Since the running time of the algorithm only depends on the number of cubes considered, the greatest potential for savings lies in reducing this number. Further optimization approaches therefore try to filter out those cubes from the data volume that do not come into contact with the isosurface before the Marching Cubes run. These are the cubes that are completely inside or completely outside the object.

Octree

A method proposed by Wilhelms / van Gelder in 1992 is to store the volume in an octree . In an octree, each cube of voxels is usually broken down into eight sub-cubes. The lowest and highest values ​​that can be found in it are now saved for each cube. If both values ​​are the same for a cube, it is no longer subdivided. The result is a hierarchy of shrinking cubes for which their value interval is known. By traversing this hierarchy, it is now possible to sort out those cubes whose minimum is above or whose maximum is below the ISO threshold.

The method has the disadvantages that each time the iso value is changed, the hierarchy has to be run through completely again and that in realistic data records, which are usually centered, cubes can usually only be ignored at the lower hierarchy levels.

Approximation by discretization

This is a simplification of the Marching Cube algorithm: the interpolation of the isosurface intersections mentioned in the above description of the algorithm is omitted. The corner points of the triangles generated by the algorithm are then only the center points of the twelve edges of the cube and its center.
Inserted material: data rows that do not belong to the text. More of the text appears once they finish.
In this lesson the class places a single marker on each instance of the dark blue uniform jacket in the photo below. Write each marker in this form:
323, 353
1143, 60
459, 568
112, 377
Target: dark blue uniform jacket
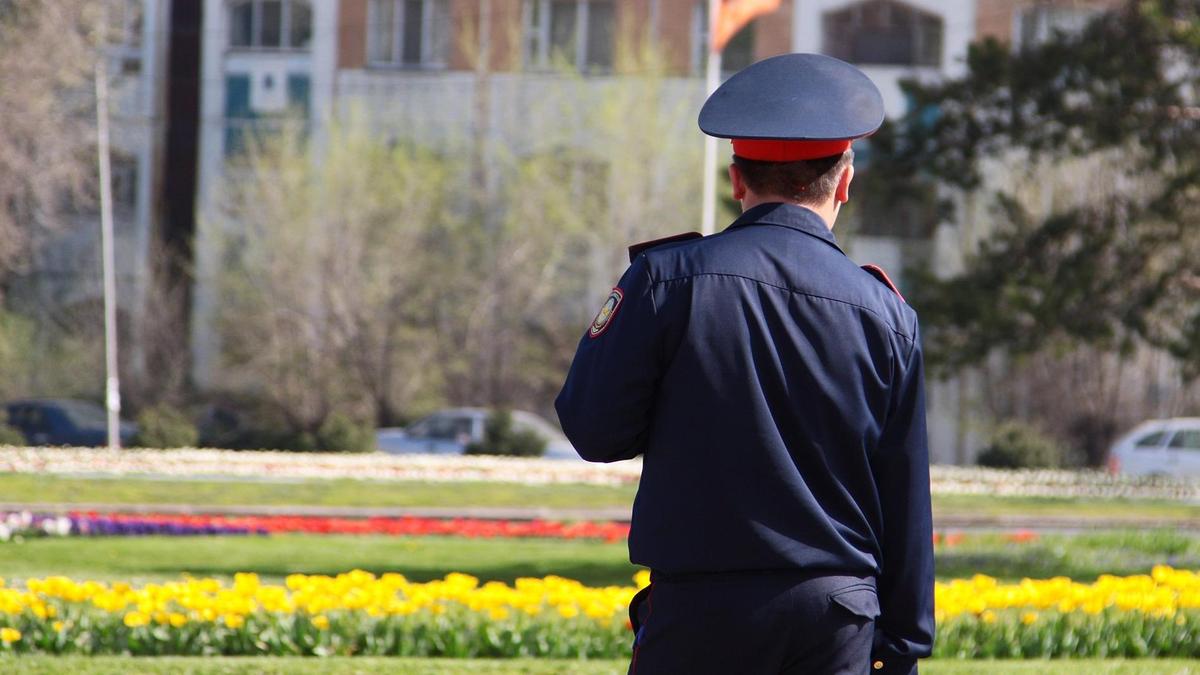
775, 392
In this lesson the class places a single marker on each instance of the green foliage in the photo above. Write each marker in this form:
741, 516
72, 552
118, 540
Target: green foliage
342, 434
1108, 272
1014, 444
502, 438
163, 426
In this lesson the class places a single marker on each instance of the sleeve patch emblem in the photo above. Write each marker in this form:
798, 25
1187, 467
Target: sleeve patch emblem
606, 312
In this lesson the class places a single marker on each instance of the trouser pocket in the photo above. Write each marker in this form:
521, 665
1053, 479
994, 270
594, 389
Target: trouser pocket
859, 599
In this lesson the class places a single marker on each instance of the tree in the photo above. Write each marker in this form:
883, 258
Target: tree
47, 119
333, 254
1113, 270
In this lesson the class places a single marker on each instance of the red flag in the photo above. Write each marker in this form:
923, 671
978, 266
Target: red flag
733, 15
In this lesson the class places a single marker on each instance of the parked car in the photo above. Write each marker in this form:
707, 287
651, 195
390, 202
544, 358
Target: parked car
64, 422
1158, 447
449, 432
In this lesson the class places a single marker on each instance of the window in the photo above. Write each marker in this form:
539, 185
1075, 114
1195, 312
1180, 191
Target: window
883, 33
576, 33
1151, 440
408, 33
1037, 25
270, 24
1187, 438
125, 180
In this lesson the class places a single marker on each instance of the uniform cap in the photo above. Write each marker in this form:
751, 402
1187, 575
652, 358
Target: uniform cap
793, 107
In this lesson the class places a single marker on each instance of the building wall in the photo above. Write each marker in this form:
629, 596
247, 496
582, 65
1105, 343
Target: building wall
997, 18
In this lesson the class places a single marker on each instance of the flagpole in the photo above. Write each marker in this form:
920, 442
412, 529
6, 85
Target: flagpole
712, 79
112, 382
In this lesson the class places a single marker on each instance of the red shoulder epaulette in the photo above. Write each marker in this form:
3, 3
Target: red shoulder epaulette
636, 249
877, 273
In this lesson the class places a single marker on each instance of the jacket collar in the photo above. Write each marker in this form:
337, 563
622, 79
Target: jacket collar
792, 216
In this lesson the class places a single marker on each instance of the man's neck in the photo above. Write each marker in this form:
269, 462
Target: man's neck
827, 211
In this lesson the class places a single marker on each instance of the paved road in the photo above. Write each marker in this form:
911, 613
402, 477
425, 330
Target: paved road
941, 521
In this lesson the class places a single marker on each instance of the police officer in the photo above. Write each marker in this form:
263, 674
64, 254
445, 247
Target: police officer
775, 393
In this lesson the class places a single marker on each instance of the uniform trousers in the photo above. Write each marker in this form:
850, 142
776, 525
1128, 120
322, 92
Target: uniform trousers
773, 622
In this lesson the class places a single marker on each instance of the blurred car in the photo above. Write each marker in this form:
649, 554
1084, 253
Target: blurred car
1158, 447
64, 422
449, 432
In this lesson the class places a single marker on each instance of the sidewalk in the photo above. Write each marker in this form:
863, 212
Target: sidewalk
941, 520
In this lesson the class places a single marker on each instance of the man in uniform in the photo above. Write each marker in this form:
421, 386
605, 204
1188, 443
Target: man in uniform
775, 392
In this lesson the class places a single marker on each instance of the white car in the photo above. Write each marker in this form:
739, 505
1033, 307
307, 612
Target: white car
1158, 447
449, 432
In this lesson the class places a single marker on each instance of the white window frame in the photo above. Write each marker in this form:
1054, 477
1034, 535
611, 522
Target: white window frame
535, 53
124, 45
888, 7
429, 58
256, 27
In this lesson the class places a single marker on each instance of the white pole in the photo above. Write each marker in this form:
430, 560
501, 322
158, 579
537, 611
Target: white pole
112, 382
712, 79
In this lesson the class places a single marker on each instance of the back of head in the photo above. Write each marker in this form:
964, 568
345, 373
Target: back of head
803, 181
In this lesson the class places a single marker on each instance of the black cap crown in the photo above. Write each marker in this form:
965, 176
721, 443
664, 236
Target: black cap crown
795, 97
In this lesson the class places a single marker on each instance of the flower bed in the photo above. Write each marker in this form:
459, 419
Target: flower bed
25, 524
363, 614
275, 465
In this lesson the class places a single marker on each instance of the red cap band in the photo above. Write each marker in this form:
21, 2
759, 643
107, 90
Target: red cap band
773, 150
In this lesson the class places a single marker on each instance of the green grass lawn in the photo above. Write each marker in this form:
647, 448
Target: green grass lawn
143, 559
23, 488
352, 665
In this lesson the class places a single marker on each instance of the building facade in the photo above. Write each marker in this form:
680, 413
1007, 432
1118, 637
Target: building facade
443, 71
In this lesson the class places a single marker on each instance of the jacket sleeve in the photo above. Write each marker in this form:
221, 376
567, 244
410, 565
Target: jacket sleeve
606, 402
905, 628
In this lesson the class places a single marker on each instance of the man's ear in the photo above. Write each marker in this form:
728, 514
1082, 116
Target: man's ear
841, 195
739, 185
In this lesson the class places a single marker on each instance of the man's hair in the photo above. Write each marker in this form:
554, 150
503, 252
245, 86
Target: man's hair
805, 181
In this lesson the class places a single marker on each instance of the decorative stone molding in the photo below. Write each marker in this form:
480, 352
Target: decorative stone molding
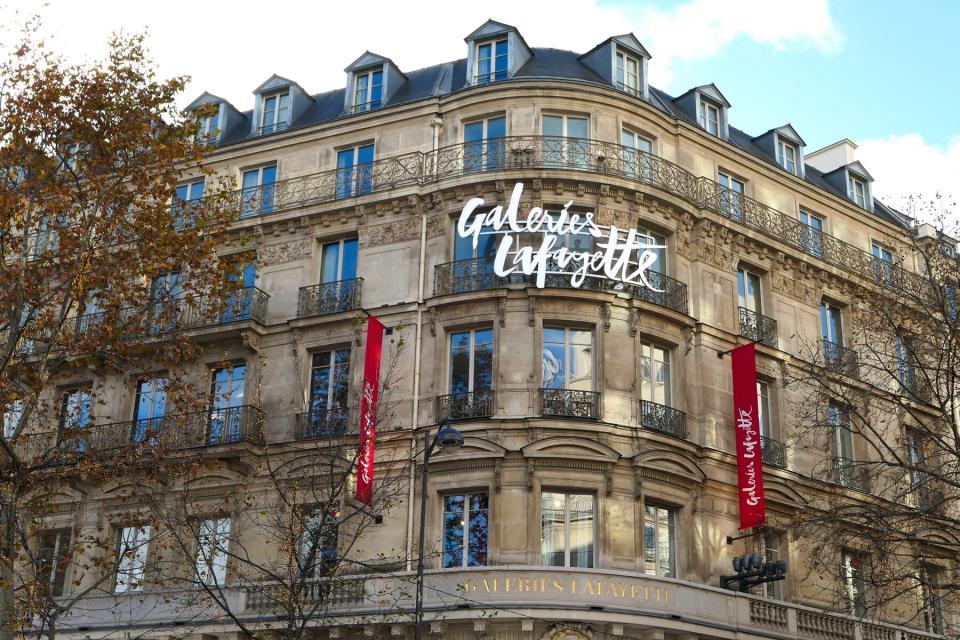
283, 252
389, 233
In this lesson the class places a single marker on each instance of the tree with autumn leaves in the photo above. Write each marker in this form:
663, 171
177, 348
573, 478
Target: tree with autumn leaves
90, 231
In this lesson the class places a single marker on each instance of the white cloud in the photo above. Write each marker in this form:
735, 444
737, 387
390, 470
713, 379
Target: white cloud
921, 179
230, 48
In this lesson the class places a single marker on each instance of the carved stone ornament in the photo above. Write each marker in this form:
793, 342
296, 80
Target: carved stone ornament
284, 252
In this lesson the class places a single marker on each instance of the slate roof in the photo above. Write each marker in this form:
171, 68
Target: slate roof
449, 77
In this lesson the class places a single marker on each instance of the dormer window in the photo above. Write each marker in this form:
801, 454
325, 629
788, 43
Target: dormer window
275, 112
492, 61
708, 115
368, 90
857, 190
787, 155
628, 73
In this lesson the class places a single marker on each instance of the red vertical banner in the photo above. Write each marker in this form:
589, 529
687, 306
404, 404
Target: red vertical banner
368, 410
746, 425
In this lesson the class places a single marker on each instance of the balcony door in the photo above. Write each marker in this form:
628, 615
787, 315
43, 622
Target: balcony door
149, 407
483, 144
258, 190
226, 402
566, 141
354, 171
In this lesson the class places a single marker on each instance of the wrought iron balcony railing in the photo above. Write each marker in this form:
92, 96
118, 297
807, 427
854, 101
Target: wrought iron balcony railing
840, 359
243, 304
570, 403
462, 276
848, 473
464, 406
477, 275
329, 297
757, 327
664, 419
326, 186
211, 427
321, 423
774, 452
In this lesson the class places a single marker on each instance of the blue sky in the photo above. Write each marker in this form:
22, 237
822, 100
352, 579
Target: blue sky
876, 72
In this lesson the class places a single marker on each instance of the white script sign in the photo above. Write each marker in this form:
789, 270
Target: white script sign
615, 254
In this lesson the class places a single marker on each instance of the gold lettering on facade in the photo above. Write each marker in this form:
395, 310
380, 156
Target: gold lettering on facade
597, 587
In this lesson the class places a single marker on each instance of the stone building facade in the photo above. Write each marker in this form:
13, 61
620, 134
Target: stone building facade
596, 484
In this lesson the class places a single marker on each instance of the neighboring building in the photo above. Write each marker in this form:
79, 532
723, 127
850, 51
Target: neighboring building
596, 485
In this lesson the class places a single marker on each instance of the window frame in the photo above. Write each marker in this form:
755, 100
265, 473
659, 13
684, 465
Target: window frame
367, 77
471, 351
566, 352
622, 58
276, 125
465, 547
568, 494
494, 74
672, 517
704, 106
784, 159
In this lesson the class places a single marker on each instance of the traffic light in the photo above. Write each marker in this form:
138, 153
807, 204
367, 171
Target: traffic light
752, 570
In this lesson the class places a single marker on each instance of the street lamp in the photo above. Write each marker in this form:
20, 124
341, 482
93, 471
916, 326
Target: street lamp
447, 438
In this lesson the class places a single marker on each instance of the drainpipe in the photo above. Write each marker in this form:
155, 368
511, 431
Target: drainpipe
436, 124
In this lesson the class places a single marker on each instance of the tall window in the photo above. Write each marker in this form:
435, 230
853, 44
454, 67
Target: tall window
275, 112
566, 529
12, 415
75, 408
853, 568
132, 545
812, 233
763, 406
483, 145
258, 190
659, 541
471, 361
226, 402
319, 553
354, 171
368, 90
905, 357
564, 141
882, 264
831, 329
338, 261
731, 197
213, 547
149, 407
748, 290
856, 190
708, 115
52, 559
567, 361
492, 61
636, 162
465, 530
628, 73
931, 599
770, 550
329, 386
787, 155
654, 373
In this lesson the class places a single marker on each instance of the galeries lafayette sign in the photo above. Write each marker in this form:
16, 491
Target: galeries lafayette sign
538, 244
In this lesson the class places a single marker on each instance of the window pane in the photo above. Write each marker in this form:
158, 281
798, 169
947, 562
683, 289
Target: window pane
581, 530
453, 526
552, 507
477, 542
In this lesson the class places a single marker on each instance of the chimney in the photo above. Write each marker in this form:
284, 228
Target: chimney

The surface normals then no longer have to be interpolated, but can also be stored in a look-up table. One advantage of this approximation is that only integer calculations have to be carried out. In addition, you get many coplanar triangular surfaces, which significantly reduces the number of triangular surfaces that result.

Software patents

The MC algorithm is an example of the effects of software patents . Because the algorithm was patented, it could not be used for many years without paying fees to the developer. Therefore, the Marching Tetrahedrons was developed as an alternative , which divided the voxel cubes into tetrahedra and otherwise worked the same. Granted patent US 4,710,876 was filed on June 5, 1985 and was valid in the United States for 20 years.

Web links

Individual evidence

  1. ^ William E. Lorensen, Harvey E. Cline: Marching Cubes: A high resolution 3D surface construction algorithm. In: Computer Graphics , Vol. 21, No. 4, July 1987, pp. 163-169
  2. Timothy S. Newman, Hong Yi: A survey of the marching cubes algorithm In: Computer Graphics , Vol. 30, No. 5, October 2006, pp. 854-879
  3. Jane Wilhelms, Allen van Gelder: Octrees for Faster Isosurface Generation . In: ACM Transactions on Graphics (TOG) , Vol. 11, No. 3, pp. 201-227, July 1992
  4. C. Montani, R. Scateni, R. Scopigno: Discretized Marching Cubes In: Visualization '94 Proceedings , IEEE Computer Society Press, 1994, pp. 281-287
  5. ^ System and method for the display of surface structures contained within the interior region of a solid body. Retrieved June 20, 2020 (English).